A Cambridge University museum has reopened to the public following a £1.8m upgrade. The Museum of Archaeology and Anthropology on Downing Street had been closed for 18 months while work to upgrade the building was carried out.
Curator Mark Elliott said it was a "radical transformation" and contained "everything, everywhere, ever".
The museum holds about one million items from around the world, as well as many telling the history of Cambridge.
Artefacts on show range from the oldest - a 1.8 million-year-old chopping tool from Tanzania, to the newest - a Perspex sculpture created by a Maori artist and completed earlier this month, in time for the reopening.
'Gnawed ankle'
The rarest object in the collection is a Sufi Muslim snakes and ladders board, one of only four known examples and the only one made of wood (the others are made of parchment or paper).
One of the new exhibitions contains artefacts exploring how death and burial have been treated by different cultures through the ages.
It includes the "Arbury coffin", containing the skeleton of a Roman woman aged 40 to 55, encased in lead and stone.
The coffin was found by builders working on a new housing estate in Arbury, north Cambridge, in the 1950s.
As well as the body, the coffin contained the skeletons of a mouse and a shrew.
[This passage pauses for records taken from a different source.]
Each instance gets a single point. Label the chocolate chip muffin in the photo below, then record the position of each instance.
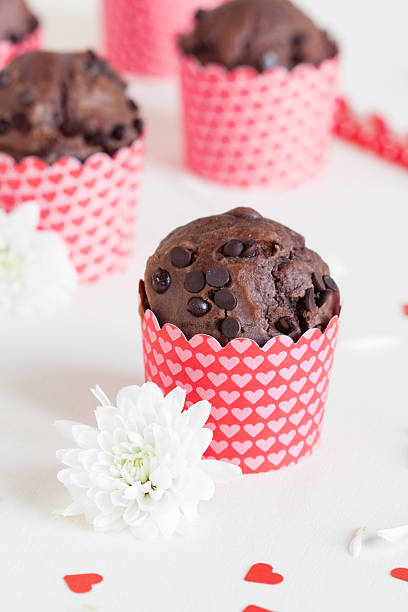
(239, 275)
(16, 21)
(257, 33)
(55, 105)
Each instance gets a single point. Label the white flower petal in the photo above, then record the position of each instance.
(395, 534)
(220, 471)
(356, 542)
(104, 502)
(198, 414)
(132, 515)
(142, 466)
(161, 477)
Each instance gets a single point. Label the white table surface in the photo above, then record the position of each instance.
(299, 519)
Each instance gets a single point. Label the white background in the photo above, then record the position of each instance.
(299, 520)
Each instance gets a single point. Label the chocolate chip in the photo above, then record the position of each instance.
(70, 128)
(298, 39)
(15, 38)
(95, 139)
(225, 299)
(284, 325)
(198, 307)
(318, 282)
(132, 105)
(195, 281)
(218, 276)
(180, 257)
(309, 299)
(33, 23)
(27, 98)
(250, 249)
(295, 335)
(5, 78)
(324, 297)
(4, 126)
(161, 280)
(138, 125)
(233, 248)
(118, 131)
(268, 60)
(330, 283)
(21, 122)
(230, 327)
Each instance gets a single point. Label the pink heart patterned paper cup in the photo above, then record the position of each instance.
(92, 204)
(9, 50)
(267, 402)
(140, 35)
(247, 128)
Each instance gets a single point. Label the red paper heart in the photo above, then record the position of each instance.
(263, 573)
(82, 583)
(255, 609)
(401, 573)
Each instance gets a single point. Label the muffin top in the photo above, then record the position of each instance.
(239, 275)
(55, 105)
(257, 33)
(16, 20)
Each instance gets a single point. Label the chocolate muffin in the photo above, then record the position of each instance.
(55, 105)
(239, 275)
(16, 21)
(257, 33)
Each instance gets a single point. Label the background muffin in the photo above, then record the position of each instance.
(16, 21)
(239, 275)
(257, 33)
(54, 105)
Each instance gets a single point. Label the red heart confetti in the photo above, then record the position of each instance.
(82, 583)
(255, 609)
(401, 573)
(263, 573)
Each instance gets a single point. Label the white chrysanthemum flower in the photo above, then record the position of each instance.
(142, 467)
(36, 274)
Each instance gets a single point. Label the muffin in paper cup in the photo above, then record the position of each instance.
(140, 35)
(91, 204)
(9, 50)
(267, 402)
(247, 128)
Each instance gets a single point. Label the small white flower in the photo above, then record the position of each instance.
(356, 542)
(36, 274)
(142, 467)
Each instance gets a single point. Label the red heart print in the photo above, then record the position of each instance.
(263, 573)
(401, 573)
(255, 609)
(82, 583)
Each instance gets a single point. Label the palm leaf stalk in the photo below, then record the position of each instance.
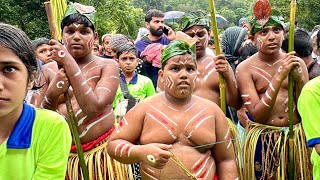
(290, 95)
(53, 14)
(222, 85)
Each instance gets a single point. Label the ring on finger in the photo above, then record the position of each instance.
(151, 158)
(60, 84)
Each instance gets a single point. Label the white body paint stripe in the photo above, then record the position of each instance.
(191, 106)
(170, 132)
(92, 124)
(89, 90)
(149, 175)
(245, 95)
(203, 166)
(125, 121)
(272, 88)
(226, 136)
(103, 88)
(93, 77)
(131, 148)
(268, 96)
(209, 73)
(212, 62)
(116, 149)
(203, 120)
(194, 117)
(169, 106)
(93, 68)
(165, 116)
(81, 120)
(123, 148)
(52, 71)
(261, 70)
(87, 64)
(78, 112)
(264, 102)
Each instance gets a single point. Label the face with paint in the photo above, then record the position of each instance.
(179, 76)
(128, 62)
(201, 34)
(43, 53)
(14, 83)
(155, 26)
(269, 39)
(78, 39)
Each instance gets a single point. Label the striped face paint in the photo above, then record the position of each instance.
(77, 73)
(76, 25)
(265, 103)
(90, 43)
(169, 82)
(271, 87)
(259, 43)
(246, 99)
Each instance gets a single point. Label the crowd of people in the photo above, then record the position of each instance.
(150, 108)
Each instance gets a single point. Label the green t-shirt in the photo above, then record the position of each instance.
(45, 157)
(309, 109)
(139, 87)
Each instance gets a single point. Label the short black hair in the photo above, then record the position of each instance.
(153, 13)
(302, 43)
(125, 48)
(318, 39)
(78, 18)
(38, 42)
(18, 42)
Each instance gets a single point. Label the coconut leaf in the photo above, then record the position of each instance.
(262, 11)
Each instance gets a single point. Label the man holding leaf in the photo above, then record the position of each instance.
(263, 85)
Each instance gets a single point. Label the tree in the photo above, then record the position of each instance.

The woman's ankle bone had been gnawed by the mouse.
The coffin was on display in the museum at the time Sylvia Plath was a student at the university in the mid-50s, and is believed to have been the inspiration for her poem All the Dead Dears.
During the museum's closure, the ground floor was entirely refurbished and a new public entrance on Downing Street was created.
Previously, visitors had to use a departmental entrance at the rear of the Victorian building.
"This is now the world in Cambridge," Mr Elliott said.
"Every one of the objects tells not just one story, but many stories."
Entrance to the Museum of Archaeology and Anthropology is free.